I- Resulta do artigo 9, n. 2), do Decreto-Lei n. 387/86, de
22 de Maio, na redacção que lhe foi dada pelo Decreto-Lei n. 40/82, de 6 de Fevereiro, que a antiguidade na Guarda Fiscal do pessoal oriundo das ex-províncias ultramarinas se reporta à sua integração na Guarda Fiscal de Moçambique e nas polícias fiscais dos restantes territórios.
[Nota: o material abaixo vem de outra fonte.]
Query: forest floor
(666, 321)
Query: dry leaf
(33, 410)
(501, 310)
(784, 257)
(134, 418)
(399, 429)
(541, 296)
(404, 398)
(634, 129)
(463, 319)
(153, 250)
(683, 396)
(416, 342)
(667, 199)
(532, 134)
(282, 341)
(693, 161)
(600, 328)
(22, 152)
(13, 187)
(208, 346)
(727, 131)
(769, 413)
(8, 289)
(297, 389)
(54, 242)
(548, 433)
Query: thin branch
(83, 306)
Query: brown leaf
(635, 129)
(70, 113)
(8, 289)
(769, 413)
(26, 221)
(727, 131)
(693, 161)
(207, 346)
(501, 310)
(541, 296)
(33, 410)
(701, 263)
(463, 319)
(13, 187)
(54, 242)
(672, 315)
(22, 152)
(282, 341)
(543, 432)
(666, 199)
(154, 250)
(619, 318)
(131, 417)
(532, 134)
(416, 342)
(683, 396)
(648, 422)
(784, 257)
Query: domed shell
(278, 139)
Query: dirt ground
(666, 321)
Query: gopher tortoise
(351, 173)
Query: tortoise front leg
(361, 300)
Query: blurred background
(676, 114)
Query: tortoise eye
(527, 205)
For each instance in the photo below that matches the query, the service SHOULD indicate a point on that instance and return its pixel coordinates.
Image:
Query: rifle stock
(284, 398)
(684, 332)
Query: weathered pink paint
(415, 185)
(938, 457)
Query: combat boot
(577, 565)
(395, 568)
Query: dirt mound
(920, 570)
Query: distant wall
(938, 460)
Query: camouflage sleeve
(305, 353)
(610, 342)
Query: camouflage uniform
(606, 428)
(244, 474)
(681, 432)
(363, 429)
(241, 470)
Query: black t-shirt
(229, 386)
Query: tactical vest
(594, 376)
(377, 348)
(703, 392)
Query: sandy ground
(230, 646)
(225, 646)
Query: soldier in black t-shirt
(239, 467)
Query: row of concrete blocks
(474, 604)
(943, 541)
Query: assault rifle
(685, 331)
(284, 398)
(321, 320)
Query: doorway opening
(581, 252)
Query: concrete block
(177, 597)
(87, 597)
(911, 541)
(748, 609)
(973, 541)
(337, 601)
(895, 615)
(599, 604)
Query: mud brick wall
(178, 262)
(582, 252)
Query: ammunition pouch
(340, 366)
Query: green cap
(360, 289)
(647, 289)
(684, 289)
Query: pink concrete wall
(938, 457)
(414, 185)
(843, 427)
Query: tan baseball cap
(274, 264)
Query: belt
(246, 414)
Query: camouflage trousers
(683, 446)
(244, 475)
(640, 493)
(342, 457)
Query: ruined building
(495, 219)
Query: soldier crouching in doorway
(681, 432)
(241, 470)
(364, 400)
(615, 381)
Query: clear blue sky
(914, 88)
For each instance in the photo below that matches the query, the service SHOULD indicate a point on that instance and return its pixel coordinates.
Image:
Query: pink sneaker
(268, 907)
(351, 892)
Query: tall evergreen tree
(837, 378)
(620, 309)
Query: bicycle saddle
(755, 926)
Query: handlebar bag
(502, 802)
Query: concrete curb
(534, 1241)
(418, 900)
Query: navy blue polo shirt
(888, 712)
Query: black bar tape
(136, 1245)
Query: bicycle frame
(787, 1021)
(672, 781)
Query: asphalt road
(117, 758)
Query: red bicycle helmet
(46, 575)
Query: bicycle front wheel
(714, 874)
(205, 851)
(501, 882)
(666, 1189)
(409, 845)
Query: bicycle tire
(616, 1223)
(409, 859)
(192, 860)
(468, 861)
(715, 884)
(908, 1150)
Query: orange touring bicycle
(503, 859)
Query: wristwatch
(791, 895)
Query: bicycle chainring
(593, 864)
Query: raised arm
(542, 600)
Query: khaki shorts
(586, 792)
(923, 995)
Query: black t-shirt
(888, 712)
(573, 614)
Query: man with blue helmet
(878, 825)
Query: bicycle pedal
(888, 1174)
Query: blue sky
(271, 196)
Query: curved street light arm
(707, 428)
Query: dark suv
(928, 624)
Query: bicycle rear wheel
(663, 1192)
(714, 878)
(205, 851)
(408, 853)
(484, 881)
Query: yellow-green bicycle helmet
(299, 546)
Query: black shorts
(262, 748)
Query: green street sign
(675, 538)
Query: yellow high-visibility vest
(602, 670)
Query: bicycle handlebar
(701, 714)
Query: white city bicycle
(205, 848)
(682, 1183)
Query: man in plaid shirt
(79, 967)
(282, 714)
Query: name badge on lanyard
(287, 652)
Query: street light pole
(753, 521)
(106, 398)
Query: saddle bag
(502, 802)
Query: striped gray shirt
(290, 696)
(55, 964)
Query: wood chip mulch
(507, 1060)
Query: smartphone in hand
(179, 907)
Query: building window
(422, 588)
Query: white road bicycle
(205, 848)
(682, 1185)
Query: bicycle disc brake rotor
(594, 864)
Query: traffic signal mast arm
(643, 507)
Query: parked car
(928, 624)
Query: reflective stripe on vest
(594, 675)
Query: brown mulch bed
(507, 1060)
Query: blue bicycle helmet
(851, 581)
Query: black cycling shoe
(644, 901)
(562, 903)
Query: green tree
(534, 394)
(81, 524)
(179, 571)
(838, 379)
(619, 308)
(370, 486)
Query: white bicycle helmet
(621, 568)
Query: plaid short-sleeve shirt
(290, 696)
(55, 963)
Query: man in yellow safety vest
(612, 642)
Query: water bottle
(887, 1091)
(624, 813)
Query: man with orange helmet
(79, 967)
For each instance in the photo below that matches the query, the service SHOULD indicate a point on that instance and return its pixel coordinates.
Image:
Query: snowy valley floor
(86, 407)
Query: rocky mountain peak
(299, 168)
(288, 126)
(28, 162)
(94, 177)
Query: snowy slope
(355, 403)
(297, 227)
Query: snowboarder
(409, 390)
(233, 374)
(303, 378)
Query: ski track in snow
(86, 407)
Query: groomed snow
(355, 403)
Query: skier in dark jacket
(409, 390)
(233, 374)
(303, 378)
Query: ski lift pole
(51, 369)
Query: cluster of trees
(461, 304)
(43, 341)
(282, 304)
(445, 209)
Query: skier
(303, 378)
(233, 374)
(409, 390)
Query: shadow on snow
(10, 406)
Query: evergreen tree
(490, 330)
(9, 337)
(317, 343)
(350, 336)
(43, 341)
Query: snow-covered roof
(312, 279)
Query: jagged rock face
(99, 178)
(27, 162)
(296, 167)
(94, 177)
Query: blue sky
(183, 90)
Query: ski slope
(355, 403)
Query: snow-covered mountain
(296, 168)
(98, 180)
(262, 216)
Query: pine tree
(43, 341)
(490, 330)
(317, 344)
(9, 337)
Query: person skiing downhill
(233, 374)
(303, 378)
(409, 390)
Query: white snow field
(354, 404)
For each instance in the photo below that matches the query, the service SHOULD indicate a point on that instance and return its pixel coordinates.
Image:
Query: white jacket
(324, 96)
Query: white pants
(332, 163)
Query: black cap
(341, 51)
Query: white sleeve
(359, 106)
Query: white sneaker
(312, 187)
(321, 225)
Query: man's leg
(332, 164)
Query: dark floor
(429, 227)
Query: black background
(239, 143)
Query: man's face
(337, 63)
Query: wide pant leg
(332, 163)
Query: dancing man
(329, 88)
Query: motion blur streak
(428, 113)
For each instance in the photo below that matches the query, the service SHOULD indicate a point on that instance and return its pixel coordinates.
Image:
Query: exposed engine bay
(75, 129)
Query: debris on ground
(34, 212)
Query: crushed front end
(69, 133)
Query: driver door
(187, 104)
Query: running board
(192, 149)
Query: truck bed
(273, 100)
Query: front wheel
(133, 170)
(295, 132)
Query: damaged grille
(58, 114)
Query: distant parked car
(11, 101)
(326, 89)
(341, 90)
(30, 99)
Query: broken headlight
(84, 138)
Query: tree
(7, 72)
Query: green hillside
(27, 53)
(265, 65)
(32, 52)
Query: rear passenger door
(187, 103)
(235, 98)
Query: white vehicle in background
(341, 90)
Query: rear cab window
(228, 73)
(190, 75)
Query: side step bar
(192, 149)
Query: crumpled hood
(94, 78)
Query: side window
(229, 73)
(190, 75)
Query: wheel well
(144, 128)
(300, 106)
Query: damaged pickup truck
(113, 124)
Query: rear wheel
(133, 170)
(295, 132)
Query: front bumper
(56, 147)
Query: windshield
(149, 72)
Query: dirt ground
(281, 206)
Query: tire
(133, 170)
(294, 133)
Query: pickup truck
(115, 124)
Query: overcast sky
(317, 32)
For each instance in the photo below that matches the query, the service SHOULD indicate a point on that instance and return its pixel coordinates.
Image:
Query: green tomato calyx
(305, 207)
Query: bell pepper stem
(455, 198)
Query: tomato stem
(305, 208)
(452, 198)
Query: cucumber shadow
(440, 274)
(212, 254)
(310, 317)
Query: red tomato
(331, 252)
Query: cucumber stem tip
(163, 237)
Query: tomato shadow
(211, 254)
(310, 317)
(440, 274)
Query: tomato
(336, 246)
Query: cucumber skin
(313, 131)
II- Assim, não violou aquela disposição legal o despacho que reportou a antiguidade dos recorrentes na Guarda Fiscal
à data em que um deles ingressou na Polícia de Segurança Pública de Angola, com funções de âmbito fiscal, e à data em que o outro ingressou na Guarda Fiscal de Moçambique, não atribuindo relevância ao tempo de serviço anteriormente prestado pelo primeiro na Polícia de Segurança Pública de Lisboa e pelo segundo na Polícia de Segurança Pública de Moçambique, em funções estranhas ao âmbito fiscal.
III- Detectada a ilegalidade do cálculo do abono devido aos recorrentes, por erradamente se ter vindo a atribuir relevância ao tempo de prestação de serviço em forças policiais não fiscais, não envolve violação de direitos adquiridos a determinação da rectificação desse cálculo para os abonos fututos, pois, com este sentido e alcance, tal acto não pode sequer ser considerado revogatório.
IV- Não viola o princípio da igualdade o facto de, para os agentes da Polícia de Segurança da Metrópole que exerceram funções na mesma corporação nas ex-províncias ultramarinas e depois retomaram a origem, ser contado todo o tempo de serviço, enquanto para o elementos da Guarda Fiscal não conta o serviço prestado na Polícia de Segurança Pública, pois e a própria diferença da natureza das funções exercidas que justifica a diferenciação de tratamento.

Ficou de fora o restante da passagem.